Das ist die Aufgabe des „Alpha Magnetic Spectrometer“ (AMS), das im Mai 2011 auf der internationalen Raumstation ISS angebracht wurde und seitdem kontinuierlich Daten sammelt. Kernstück des komplexen Aufbaus ist ein starker Magnet, der geladene Teilchen aus ihrer Bahn ablenkt. Er wird ergänzt durch verschiedene Detektoren, mit denen sich Masse, Ladung und Energie der Teilchen bestimmen lassen. Anhand dieser Eigenschaften ist es möglich, die Teilchen zu identifizieren.

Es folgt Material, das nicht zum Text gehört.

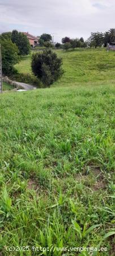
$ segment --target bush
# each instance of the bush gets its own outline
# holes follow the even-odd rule
[[[13,30],[11,39],[12,43],[15,43],[18,47],[20,55],[27,55],[30,53],[31,46],[25,35],[17,30]]]
[[[53,48],[53,46],[51,44],[50,42],[45,42],[44,43],[44,46],[46,48]]]
[[[33,73],[43,82],[44,86],[50,86],[62,75],[62,60],[51,49],[33,54],[32,69]]]
[[[57,49],[59,48],[61,48],[61,44],[59,43],[57,43],[56,44],[55,47],[56,47]]]
[[[14,71],[14,65],[19,60],[19,50],[10,39],[0,38],[2,46],[2,72],[4,75],[9,75]]]
[[[63,44],[63,49],[65,49],[66,51],[67,51],[71,47],[71,46],[70,43],[65,43],[65,44]]]
[[[17,72],[10,76],[10,78],[13,80],[16,81],[16,82],[25,82],[32,85],[36,85],[38,88],[43,87],[43,85],[40,79],[33,75]]]

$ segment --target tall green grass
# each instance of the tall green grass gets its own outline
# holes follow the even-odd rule
[[[86,82],[101,83],[115,79],[115,55],[105,48],[76,49],[66,52],[54,50],[62,57],[65,73],[54,86],[73,86]],[[16,68],[19,72],[30,73],[32,53],[24,56]]]
[[[0,96],[1,255],[114,255],[114,92],[97,82]]]

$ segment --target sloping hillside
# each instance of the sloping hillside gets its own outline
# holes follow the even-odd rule
[[[75,51],[56,51],[62,57],[65,73],[54,86],[73,86],[86,82],[102,83],[114,81],[114,51],[106,49],[77,49]],[[19,72],[30,73],[32,55],[24,56],[16,65]]]

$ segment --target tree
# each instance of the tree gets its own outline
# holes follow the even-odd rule
[[[70,40],[71,47],[74,50],[75,48],[76,47],[76,40],[71,39]]]
[[[62,76],[63,73],[62,64],[62,59],[58,58],[57,54],[49,49],[32,55],[32,70],[45,86],[49,87]]]
[[[25,35],[17,30],[13,30],[11,39],[12,43],[15,43],[18,47],[20,55],[27,55],[30,53],[31,46]]]
[[[53,46],[53,44],[52,44],[51,43],[48,41],[45,42],[44,43],[44,46],[46,48],[52,48]]]
[[[71,48],[71,44],[70,44],[70,43],[65,43],[63,44],[63,49],[65,49],[66,51],[67,51],[70,48]]]
[[[4,32],[0,35],[0,38],[5,38],[6,39],[11,39],[11,32]]]
[[[57,43],[56,44],[55,47],[56,47],[58,49],[59,48],[61,47],[61,44],[59,43]]]
[[[104,42],[104,34],[99,32],[92,32],[91,36],[88,39],[88,42],[90,46],[95,48],[97,47],[100,47]]]
[[[9,75],[14,71],[14,65],[19,60],[19,50],[10,39],[0,38],[0,44],[2,46],[3,74]]]
[[[80,38],[79,40],[80,40],[80,41],[82,43],[84,43],[84,39],[83,39],[83,38],[82,38],[82,37]]]
[[[44,42],[52,41],[52,37],[49,34],[42,34],[40,36],[40,39],[42,39]]]
[[[115,28],[110,28],[109,30],[110,36],[110,43],[113,43],[115,42]]]
[[[39,39],[39,43],[40,46],[44,46],[44,40],[43,39],[42,39],[41,38]]]
[[[109,31],[105,32],[104,34],[104,47],[106,47],[108,43],[110,43],[110,34]]]
[[[65,38],[62,38],[62,44],[65,44],[66,43],[69,43],[70,42],[70,38],[66,36]]]

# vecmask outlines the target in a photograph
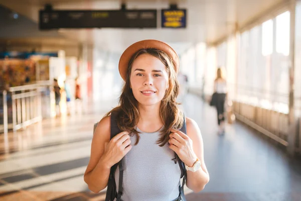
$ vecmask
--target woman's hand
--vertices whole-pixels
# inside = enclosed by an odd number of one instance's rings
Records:
[[[197,156],[193,151],[192,140],[180,131],[172,129],[168,142],[169,147],[178,155],[180,159],[189,167],[192,167],[197,161]]]
[[[128,132],[121,132],[105,144],[104,152],[101,159],[110,167],[120,161],[131,150],[130,140]]]

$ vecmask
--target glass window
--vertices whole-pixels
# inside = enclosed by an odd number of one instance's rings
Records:
[[[276,17],[276,51],[284,56],[289,54],[289,11]]]
[[[273,52],[273,20],[262,24],[262,55],[267,56]]]

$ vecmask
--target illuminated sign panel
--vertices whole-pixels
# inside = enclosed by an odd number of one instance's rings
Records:
[[[162,28],[186,28],[186,10],[162,10],[161,11]]]
[[[157,11],[40,11],[40,30],[94,28],[157,28]]]

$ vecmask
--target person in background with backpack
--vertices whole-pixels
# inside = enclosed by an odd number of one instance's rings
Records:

Durch die Messung der Häufigkeit bestimmter Elemente und Isotope und deren Energiespektrum lassen sich Fragen nach der Herkunft der kosmischen Teilchenstrahlung, zu ihrem Einschluss durch das galaktische Magnetfeld und zu den astrophysikalischen Prozessen, die die Teilchen auf extrem hohe Energien beschleunigen, beantworten. Zusätzlich werden zwei hochaktuelle Themen angesprochen, zu denen von AMS wichtige Beiträge erwartet werden:

Die Gesamtmasse im Universum wird von einer nicht sichtbaren, nur durch ihre Gravitationswechselwirkung nachweisbare Komponente dominiert, der Dunklen Materie. Als Kandidaten für diese Dunkelmaterie wurden im Rahmen der Vereinheitlichungstheorien der physikalischen Grundkräfte verschiedene Elementarteilchen vorgeschlagen, die aber noch nicht direkt nachgewiesen sind. Dazu gehören auch „Weakly Interacting Massive Particles“ (WIMPs). Durch Präzisionsmessungen der Energiespektren ist AMS in der Lage, WIMPS über ihre Zerfallsprodukte (Antiprotonen und Photonen) nachzuweisen.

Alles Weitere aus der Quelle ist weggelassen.